Buradan namaz konusuna geleceğim. Önemine dair ne kadar üzerinde konuşulsa da bu konuda ödüllü kampanya ve projeler gerçekleştirilse de namaz kılan ve camiye giden öğrenci ve insanımızın sayısı giderek azalıyor. Her namaz kılmayanın kendine özgü ileri sürdüğü mazeretleri olsa da burada kendimce bazı tespitlerde bulunmak istiyorum:

Başta namaz kılanlar arasında bazı kişilerin dinin önemli bir şiarı olan ahlakı yönden iyi örnek olmaması, 

Ailelerin namaz kılması için çocuklarına manevi baskı uygulaması. Namazını kıldın mı, kalk kıl şeklinde emir verici ifadeler. Gerekirse azarlayıp dövmeler. Derslerinden birinde düşük not aldığı zaman namaz kılmazsan böyle olur gibi sözler. 

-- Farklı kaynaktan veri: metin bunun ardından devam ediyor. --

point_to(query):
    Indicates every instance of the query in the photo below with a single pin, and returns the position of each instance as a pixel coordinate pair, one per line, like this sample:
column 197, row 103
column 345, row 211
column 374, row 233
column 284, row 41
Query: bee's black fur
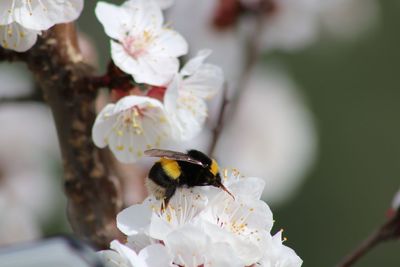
column 191, row 175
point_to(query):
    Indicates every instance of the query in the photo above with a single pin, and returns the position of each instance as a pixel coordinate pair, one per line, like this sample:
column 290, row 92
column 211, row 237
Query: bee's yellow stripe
column 214, row 167
column 171, row 168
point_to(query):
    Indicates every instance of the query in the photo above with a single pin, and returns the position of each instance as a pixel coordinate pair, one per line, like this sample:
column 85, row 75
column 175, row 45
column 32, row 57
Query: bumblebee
column 176, row 169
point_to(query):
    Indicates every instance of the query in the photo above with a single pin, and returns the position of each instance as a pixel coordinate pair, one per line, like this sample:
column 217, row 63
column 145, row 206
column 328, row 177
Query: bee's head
column 210, row 164
column 213, row 176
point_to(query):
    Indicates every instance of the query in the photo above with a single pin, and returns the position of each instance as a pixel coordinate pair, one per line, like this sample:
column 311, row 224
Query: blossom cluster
column 202, row 226
column 22, row 21
column 168, row 102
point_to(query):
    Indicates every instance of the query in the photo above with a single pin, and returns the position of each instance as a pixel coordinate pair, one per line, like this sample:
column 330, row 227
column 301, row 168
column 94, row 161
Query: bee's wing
column 160, row 153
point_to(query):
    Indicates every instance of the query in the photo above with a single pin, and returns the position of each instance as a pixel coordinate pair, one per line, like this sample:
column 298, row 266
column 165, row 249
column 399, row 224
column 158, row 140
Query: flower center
column 137, row 46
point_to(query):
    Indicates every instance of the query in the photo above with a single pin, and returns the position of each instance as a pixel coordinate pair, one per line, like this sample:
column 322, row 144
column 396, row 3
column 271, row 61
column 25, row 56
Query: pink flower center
column 137, row 46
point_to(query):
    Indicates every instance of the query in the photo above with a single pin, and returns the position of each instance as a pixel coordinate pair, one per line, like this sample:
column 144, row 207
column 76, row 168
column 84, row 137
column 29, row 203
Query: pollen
column 214, row 167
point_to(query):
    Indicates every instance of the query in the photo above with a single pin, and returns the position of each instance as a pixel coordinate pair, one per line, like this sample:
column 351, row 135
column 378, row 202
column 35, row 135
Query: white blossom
column 131, row 126
column 204, row 226
column 185, row 96
column 123, row 256
column 164, row 4
column 142, row 46
column 22, row 21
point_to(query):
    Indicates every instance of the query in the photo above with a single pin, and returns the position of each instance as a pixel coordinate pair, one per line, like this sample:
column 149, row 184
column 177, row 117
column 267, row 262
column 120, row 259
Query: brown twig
column 388, row 231
column 220, row 121
column 94, row 197
column 253, row 51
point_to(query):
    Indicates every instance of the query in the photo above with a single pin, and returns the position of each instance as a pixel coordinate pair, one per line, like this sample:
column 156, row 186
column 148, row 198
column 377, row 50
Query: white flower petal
column 164, row 4
column 43, row 14
column 155, row 256
column 248, row 252
column 188, row 245
column 156, row 70
column 135, row 219
column 186, row 112
column 16, row 37
column 5, row 12
column 131, row 126
column 113, row 18
column 112, row 259
column 251, row 186
column 194, row 64
column 222, row 254
column 145, row 15
column 182, row 209
column 128, row 254
column 168, row 43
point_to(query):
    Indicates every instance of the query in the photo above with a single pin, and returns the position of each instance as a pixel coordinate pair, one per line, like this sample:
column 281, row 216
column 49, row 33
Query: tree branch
column 253, row 51
column 94, row 197
column 388, row 231
column 220, row 121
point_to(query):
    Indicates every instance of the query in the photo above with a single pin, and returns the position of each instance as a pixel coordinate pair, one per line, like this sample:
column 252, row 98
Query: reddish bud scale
column 226, row 14
column 157, row 92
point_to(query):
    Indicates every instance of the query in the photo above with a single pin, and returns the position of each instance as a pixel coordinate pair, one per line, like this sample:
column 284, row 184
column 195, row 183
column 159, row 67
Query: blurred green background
column 353, row 90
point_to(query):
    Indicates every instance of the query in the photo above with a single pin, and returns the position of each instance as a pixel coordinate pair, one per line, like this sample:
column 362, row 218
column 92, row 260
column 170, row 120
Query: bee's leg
column 169, row 192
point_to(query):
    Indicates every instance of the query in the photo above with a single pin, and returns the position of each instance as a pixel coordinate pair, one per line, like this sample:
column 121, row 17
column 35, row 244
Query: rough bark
column 94, row 196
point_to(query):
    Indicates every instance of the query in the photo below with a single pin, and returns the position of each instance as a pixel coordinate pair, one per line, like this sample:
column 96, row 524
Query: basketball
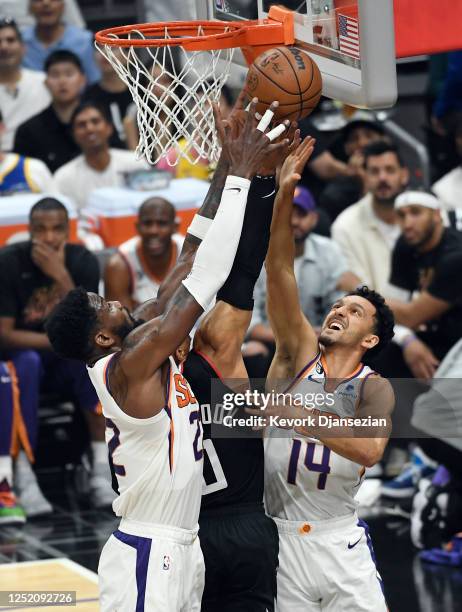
column 288, row 75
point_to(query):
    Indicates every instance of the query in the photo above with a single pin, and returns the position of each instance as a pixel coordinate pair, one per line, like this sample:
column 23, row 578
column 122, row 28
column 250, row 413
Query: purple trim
column 143, row 550
column 302, row 371
column 168, row 410
column 365, row 526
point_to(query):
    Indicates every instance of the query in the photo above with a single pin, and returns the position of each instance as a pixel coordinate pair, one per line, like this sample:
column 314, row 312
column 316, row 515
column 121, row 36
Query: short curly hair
column 384, row 318
column 71, row 324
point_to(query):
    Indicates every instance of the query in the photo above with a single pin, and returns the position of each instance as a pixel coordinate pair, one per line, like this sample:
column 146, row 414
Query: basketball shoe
column 32, row 499
column 11, row 513
column 405, row 484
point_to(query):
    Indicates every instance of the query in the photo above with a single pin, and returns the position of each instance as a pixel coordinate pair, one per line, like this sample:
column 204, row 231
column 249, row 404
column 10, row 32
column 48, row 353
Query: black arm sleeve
column 253, row 245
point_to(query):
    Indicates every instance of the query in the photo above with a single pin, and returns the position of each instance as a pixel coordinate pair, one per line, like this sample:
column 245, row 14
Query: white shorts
column 327, row 565
column 151, row 568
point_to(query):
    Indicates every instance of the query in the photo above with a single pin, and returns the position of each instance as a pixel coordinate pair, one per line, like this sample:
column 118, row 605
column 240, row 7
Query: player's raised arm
column 199, row 226
column 293, row 334
column 150, row 344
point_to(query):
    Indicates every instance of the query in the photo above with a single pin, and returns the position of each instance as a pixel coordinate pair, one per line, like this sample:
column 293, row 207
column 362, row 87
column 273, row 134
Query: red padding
column 427, row 26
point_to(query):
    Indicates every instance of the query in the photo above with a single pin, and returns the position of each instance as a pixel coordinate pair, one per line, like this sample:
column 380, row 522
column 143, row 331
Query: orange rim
column 278, row 29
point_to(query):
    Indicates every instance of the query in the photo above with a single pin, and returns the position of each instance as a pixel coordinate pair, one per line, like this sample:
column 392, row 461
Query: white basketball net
column 173, row 100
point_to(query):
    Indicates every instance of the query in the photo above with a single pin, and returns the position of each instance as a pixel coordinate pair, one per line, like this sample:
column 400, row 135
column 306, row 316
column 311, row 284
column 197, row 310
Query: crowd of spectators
column 67, row 127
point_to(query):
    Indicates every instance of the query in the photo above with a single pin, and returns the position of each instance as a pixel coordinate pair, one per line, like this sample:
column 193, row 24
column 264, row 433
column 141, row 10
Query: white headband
column 417, row 198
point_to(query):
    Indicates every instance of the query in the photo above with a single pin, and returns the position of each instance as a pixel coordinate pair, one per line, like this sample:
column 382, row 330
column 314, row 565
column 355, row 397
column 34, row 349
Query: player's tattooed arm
column 153, row 308
column 295, row 338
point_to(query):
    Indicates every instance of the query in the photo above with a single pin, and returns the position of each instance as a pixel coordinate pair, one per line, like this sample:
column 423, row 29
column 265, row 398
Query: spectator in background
column 449, row 187
column 48, row 136
column 366, row 232
column 134, row 273
column 50, row 33
column 110, row 91
column 98, row 165
column 449, row 101
column 321, row 271
column 346, row 189
column 338, row 158
column 22, row 92
column 34, row 276
column 425, row 296
column 19, row 174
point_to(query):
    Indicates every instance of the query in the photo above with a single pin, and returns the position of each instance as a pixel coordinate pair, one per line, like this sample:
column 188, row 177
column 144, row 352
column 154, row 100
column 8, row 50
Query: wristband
column 199, row 226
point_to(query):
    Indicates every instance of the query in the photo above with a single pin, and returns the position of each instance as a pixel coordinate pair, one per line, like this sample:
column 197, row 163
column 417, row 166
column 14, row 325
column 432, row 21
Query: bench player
column 325, row 558
column 153, row 561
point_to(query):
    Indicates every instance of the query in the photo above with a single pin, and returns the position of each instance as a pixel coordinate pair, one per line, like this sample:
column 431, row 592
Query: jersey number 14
column 323, row 467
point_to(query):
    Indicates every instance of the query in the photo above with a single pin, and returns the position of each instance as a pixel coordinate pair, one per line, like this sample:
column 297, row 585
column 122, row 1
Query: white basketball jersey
column 305, row 480
column 144, row 285
column 158, row 461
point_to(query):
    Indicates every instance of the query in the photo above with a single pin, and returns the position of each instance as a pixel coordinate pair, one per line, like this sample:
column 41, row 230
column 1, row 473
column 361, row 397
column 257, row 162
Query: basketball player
column 238, row 540
column 153, row 561
column 326, row 558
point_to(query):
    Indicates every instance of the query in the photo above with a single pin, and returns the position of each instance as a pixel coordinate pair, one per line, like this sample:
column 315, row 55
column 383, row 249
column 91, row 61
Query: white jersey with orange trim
column 305, row 480
column 144, row 285
column 158, row 460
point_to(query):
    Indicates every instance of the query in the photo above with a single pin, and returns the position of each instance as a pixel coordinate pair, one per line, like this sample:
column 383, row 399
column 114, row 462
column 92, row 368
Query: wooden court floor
column 51, row 575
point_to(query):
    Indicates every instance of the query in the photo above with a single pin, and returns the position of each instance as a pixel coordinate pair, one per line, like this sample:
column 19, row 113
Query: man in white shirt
column 19, row 174
column 99, row 165
column 367, row 231
column 22, row 92
column 449, row 187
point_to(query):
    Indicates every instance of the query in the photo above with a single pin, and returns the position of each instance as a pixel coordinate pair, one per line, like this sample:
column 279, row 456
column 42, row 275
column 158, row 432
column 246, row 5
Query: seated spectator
column 22, row 92
column 34, row 276
column 50, row 33
column 110, row 91
column 367, row 231
column 425, row 274
column 19, row 174
column 344, row 190
column 99, row 165
column 449, row 101
column 134, row 273
column 47, row 136
column 338, row 159
column 320, row 268
column 449, row 188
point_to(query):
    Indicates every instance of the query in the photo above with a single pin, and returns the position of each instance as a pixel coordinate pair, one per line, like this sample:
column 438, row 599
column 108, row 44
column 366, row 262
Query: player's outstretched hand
column 292, row 168
column 246, row 148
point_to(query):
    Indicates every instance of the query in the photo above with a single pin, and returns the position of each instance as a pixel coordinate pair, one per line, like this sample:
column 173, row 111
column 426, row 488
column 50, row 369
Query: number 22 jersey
column 304, row 479
column 158, row 461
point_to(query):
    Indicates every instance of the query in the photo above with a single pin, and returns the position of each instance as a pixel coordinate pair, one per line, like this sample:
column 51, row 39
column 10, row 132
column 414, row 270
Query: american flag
column 348, row 28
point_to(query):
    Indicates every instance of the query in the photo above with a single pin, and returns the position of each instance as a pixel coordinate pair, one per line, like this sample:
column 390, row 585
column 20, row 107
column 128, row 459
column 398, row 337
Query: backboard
column 352, row 41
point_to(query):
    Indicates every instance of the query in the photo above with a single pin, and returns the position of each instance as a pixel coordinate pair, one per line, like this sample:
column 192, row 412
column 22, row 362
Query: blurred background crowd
column 78, row 208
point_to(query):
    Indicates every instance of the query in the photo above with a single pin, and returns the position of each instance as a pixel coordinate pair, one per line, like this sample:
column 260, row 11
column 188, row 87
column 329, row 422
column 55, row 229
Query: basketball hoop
column 173, row 99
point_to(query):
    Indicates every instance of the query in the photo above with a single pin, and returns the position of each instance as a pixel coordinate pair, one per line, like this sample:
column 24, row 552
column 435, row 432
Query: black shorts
column 240, row 547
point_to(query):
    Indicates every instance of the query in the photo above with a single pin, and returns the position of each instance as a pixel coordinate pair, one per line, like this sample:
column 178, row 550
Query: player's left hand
column 274, row 161
column 292, row 168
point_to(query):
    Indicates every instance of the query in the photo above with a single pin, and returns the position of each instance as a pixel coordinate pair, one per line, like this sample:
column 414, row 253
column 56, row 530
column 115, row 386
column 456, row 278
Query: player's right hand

Şimdilerde kaldı mı bilmiyorum ama eskiden Kur'an kurslarında ve imam hatip okullarında yatılı kalan öğrencilerin namaza gidip gitmediğiyle ilgili yoklama yapılması, namaza gelmeyenlerin yönetim tarafından hesaba çekilmesi, azarlanıp gerekirse dövülmesi, yine yurtlarda namaza geciken öğrencilere bazı belletmenler tarafından dayak atılması, 

Başkasının emri ve korkusuyla namaz kılanların kıldıkları namazı Allah için mi yoksa büyüklerin korkusuyla mı kıldıklarına dair bir ikilemi yaşaması, 

Camide cemaatle namaz kılmanın dışında ortamdan bir şey almadığına dair zihinlerde oluşan olgu. 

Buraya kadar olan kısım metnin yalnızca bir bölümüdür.